So last night FMIL came over for me to give her the list of people we haven't heard anything about RSVPs from. While she was here she asked if we'd do wedding programs and as long as it doesn't put me over the edge I said I'd be happy to. She was talking about her friend's daughter's program that talked about how it takes a village to raise a child etc. etc. She also thought it'd be nice to mention people who were close to us that passed (her parents, FFIL's parents) and possibly acknowledge god parents and so on-some people light candles, etc (FI immediately vetoed that-it's been at least 6 years since anyone has passed).

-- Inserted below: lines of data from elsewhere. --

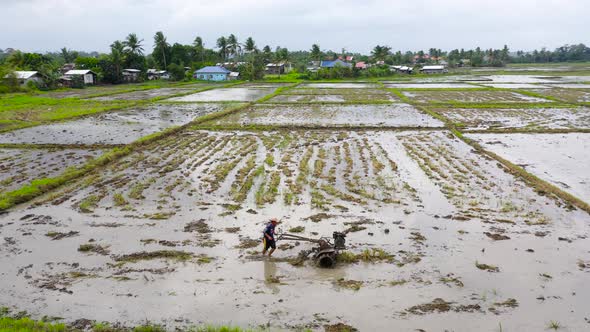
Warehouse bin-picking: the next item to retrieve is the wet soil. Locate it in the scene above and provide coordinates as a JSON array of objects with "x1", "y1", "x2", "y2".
[
  {"x1": 0, "y1": 131, "x2": 590, "y2": 330},
  {"x1": 0, "y1": 103, "x2": 229, "y2": 145},
  {"x1": 168, "y1": 87, "x2": 276, "y2": 102},
  {"x1": 0, "y1": 149, "x2": 102, "y2": 193},
  {"x1": 468, "y1": 133, "x2": 590, "y2": 202},
  {"x1": 210, "y1": 103, "x2": 443, "y2": 127}
]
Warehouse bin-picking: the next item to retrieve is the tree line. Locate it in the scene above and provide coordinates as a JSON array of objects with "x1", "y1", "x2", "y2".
[{"x1": 0, "y1": 31, "x2": 590, "y2": 88}]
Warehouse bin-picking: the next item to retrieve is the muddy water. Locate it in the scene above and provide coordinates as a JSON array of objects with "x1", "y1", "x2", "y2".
[
  {"x1": 402, "y1": 90, "x2": 552, "y2": 103},
  {"x1": 469, "y1": 133, "x2": 590, "y2": 202},
  {"x1": 0, "y1": 149, "x2": 102, "y2": 193},
  {"x1": 299, "y1": 83, "x2": 377, "y2": 89},
  {"x1": 0, "y1": 132, "x2": 590, "y2": 331},
  {"x1": 433, "y1": 107, "x2": 590, "y2": 131},
  {"x1": 0, "y1": 104, "x2": 227, "y2": 144},
  {"x1": 210, "y1": 104, "x2": 443, "y2": 127},
  {"x1": 482, "y1": 83, "x2": 548, "y2": 89},
  {"x1": 168, "y1": 88, "x2": 276, "y2": 102},
  {"x1": 90, "y1": 88, "x2": 200, "y2": 101},
  {"x1": 385, "y1": 83, "x2": 478, "y2": 89}
]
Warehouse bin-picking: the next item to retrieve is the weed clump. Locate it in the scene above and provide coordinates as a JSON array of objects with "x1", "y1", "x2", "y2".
[
  {"x1": 115, "y1": 250, "x2": 193, "y2": 263},
  {"x1": 475, "y1": 261, "x2": 500, "y2": 272},
  {"x1": 334, "y1": 278, "x2": 363, "y2": 291}
]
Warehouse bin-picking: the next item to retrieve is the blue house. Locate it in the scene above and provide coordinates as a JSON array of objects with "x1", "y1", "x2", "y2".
[
  {"x1": 320, "y1": 59, "x2": 352, "y2": 68},
  {"x1": 193, "y1": 66, "x2": 231, "y2": 81}
]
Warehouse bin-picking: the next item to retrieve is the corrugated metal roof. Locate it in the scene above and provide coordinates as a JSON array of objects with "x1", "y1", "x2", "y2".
[
  {"x1": 422, "y1": 65, "x2": 445, "y2": 70},
  {"x1": 195, "y1": 66, "x2": 231, "y2": 74},
  {"x1": 320, "y1": 60, "x2": 352, "y2": 68},
  {"x1": 6, "y1": 71, "x2": 39, "y2": 80},
  {"x1": 64, "y1": 69, "x2": 94, "y2": 75}
]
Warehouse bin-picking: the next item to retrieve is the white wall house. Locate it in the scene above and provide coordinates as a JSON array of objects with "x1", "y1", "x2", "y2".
[{"x1": 64, "y1": 69, "x2": 96, "y2": 85}]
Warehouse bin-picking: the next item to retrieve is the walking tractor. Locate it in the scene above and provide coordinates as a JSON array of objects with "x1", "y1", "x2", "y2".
[{"x1": 277, "y1": 232, "x2": 346, "y2": 268}]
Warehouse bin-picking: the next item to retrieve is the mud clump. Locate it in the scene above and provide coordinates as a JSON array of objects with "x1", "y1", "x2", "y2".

FI and I talked about it this morning and none of that will work for us. If we mention people who've passed it'll be a depressing list of a lot of people, not just 1 or 2 grandparents and would take up a large chunk of the program-it'd look more like a rememberence than a wedding program. We don't want to mention anything about god mothers because while FI's are great, mine have passed away/divorced the family. We don't want to talk about how it takes a "village to raise a child" because 1. it's cheesy and 2. my parents raised me 100% themselves + spending some time with my grandparents for fun sleepovers maybe once a month-not babysitting, etc.
What can we include that will make FMIL happy (she's wonderful, I think emotions are hitting her now that we're close) without making our ceremony programs sappy/depressing? So far I just have our names/wedding location/date written in a pretty font on the left page and a nice list outlining our parents and wedding party. What did you include?
*I think I'm just a little irked this is coming up less than 2 weeks before the wedding when I have a million other things that HAVE to be done before October 1st. This has basically been her only request though so I feel I should get it done.